Most people don’t the POA’s because they just don’t know the scope of their power. It’s not uncommon for them to over step the limits of their power and it’s really is a problem
Read this article about visitation rights, it's really an eye opener.
Helpful Answer (4)

Also download this PDF File its got all the facts about this issue.
Helpful Answer (3)

As DPOA for my mother, the nursing home has granted my request to bar my cousin from ever seeing or being in contact with my mom. Sound drastic? On the surface, your answer would be, "Yes." However, the cousin kidnapped my mother from a different nursing home, had my DPOA revoked, and then left my mother in an apartment without supervision or medical care. My mom ended up in a psych ward for 30 days, and because she had been taken across state line, I was literally powerless to resume caring for my mother after the cousin abandoned her.
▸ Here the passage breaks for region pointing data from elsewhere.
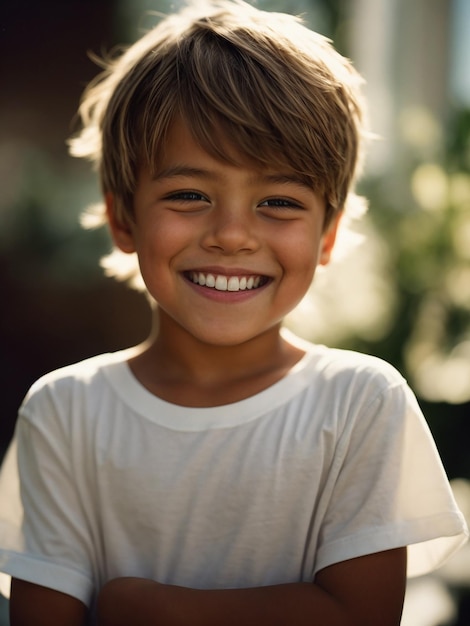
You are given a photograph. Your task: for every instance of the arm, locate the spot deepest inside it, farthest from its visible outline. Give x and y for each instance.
(33, 605)
(365, 591)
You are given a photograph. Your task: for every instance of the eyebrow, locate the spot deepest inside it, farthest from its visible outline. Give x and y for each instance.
(176, 171)
(183, 170)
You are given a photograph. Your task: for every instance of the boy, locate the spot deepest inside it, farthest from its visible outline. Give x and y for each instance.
(224, 472)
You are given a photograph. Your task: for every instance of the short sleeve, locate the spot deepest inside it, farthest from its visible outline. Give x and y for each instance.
(391, 489)
(43, 532)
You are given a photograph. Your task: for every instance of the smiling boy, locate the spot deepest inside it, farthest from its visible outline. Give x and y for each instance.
(224, 472)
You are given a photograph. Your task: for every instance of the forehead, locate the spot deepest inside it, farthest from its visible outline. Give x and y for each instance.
(184, 152)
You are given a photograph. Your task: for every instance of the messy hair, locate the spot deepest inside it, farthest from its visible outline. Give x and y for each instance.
(278, 92)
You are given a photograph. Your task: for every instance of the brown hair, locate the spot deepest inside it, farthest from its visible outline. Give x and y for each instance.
(277, 90)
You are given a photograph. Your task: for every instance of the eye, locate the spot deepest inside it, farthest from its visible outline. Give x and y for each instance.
(280, 207)
(186, 201)
(186, 196)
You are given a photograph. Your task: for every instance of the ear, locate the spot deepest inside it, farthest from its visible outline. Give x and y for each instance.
(121, 232)
(328, 240)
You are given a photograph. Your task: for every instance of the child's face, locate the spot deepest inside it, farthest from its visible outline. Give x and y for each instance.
(226, 251)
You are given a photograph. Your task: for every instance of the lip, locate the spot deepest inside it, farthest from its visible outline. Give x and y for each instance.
(226, 295)
(226, 271)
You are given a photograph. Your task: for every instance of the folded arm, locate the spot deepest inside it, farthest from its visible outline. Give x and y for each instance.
(360, 592)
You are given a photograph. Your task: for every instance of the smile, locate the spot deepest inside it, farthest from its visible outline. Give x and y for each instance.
(227, 283)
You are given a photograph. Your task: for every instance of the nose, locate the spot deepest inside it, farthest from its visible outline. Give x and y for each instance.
(231, 231)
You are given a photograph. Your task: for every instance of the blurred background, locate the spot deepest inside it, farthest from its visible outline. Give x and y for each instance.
(402, 294)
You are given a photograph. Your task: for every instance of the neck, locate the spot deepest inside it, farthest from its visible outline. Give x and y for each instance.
(173, 363)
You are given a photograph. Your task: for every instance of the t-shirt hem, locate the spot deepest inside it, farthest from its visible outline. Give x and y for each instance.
(430, 542)
(42, 572)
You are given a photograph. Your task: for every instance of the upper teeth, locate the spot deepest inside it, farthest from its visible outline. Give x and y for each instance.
(225, 283)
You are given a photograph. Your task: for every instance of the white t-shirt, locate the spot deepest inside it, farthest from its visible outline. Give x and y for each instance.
(332, 462)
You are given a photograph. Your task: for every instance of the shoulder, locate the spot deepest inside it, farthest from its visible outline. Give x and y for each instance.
(348, 386)
(70, 385)
(348, 367)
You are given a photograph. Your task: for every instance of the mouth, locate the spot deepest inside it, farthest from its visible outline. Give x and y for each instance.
(220, 282)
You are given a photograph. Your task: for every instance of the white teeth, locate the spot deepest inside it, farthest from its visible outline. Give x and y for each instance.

These circumstances were extreme, and I will do everything possible to prevent the kidnapping cousin from ever being in contact with my mother again. So, hopefully your circumstances are not so dramatic. Talking to the nursing home administrator sounds like a great first step. The less drama, the better, for you, your mother-in-law and her caregiver. Good luck. Persistence is everything.
Helpful Answer (2)

Without a restraining order from a judge there is no way for the POA to prevent you from seeing your MIL. That POA can be changed with just a notarized signature from the MIL, so it's too bad she didn't change it to your husband, back when she was able to do so. Your husband should have a talk with his mother and the POA if necessary, to make sure her wishes are being honored. A POA does not mean 'dictator;.